Small software companies, on the other hand, are at a very great disadvantage to larger companies. This is going to be more visible in the future regarding the Internet and in general standards. Large companies are working, sometimes covertly, to embed their software patents into industry standards with the intent that they will try and install users at that particular Internet service. In other words, they will be able to set up a call gate on the Internet. Now, this doesn't bother Microsoft because Microsoft can -- in general -- get the patent holder to cross license and then Microsoft can execute on this technology without paying a cent.

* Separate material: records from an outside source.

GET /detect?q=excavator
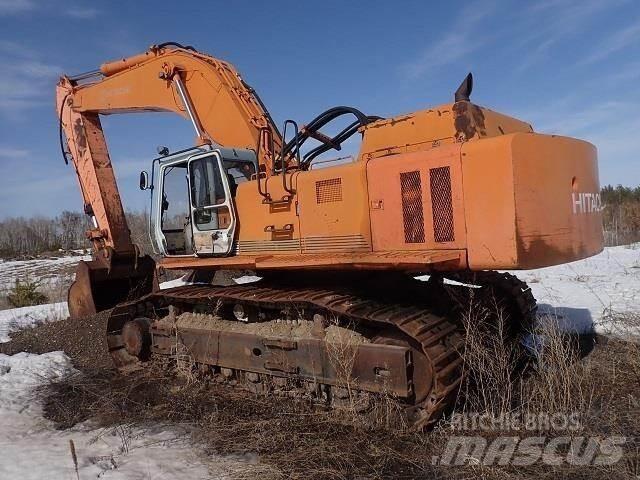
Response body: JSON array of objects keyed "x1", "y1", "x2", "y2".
[{"x1": 56, "y1": 42, "x2": 603, "y2": 428}]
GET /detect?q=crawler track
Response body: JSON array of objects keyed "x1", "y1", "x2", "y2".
[{"x1": 107, "y1": 277, "x2": 529, "y2": 428}]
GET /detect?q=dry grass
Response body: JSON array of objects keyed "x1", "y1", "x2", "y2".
[{"x1": 35, "y1": 304, "x2": 640, "y2": 479}]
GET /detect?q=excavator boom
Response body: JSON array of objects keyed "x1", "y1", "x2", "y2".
[
  {"x1": 56, "y1": 43, "x2": 281, "y2": 316},
  {"x1": 57, "y1": 43, "x2": 603, "y2": 427}
]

Now consider a smaller company that makes some Java-based middleware. A company of that size cannot generally force another company to cross-patent with it. Smaller companies may not have a patent portfolio, so -- conceivably -- in the future, they may have significant royalties to pay to companies making patented software that exercise Internet standards. I guess there are no public defenders for patent suit defenders …
Right. So, what are my choices as an individual or small business? I could go to court, but the American Intellectual Property Law Association says that there is a $2.5 million cost for litigating a software patent. So, if I am being asked for $50,000, $100,000 or $500,000 to license a patent, it is much more to my advantage to just go ahead and license it whether or not its claims are illegitimate.

As a small entity, I cannot afford to prove that a bad patent is a bad patent in court. The small players are going to be shaken down by other companies, very often larger companies, to pay royalties.

Besides not being able to go to court, these companies don't have any organization that is effectively representing them. They haven't been speaking to their legislatures. Over in Europe, software patenting is being quite literally rammed down their throats. The European parliament decided to strongly restrict software patenting, and the competitiveness ministry actually overrode the elected representatives.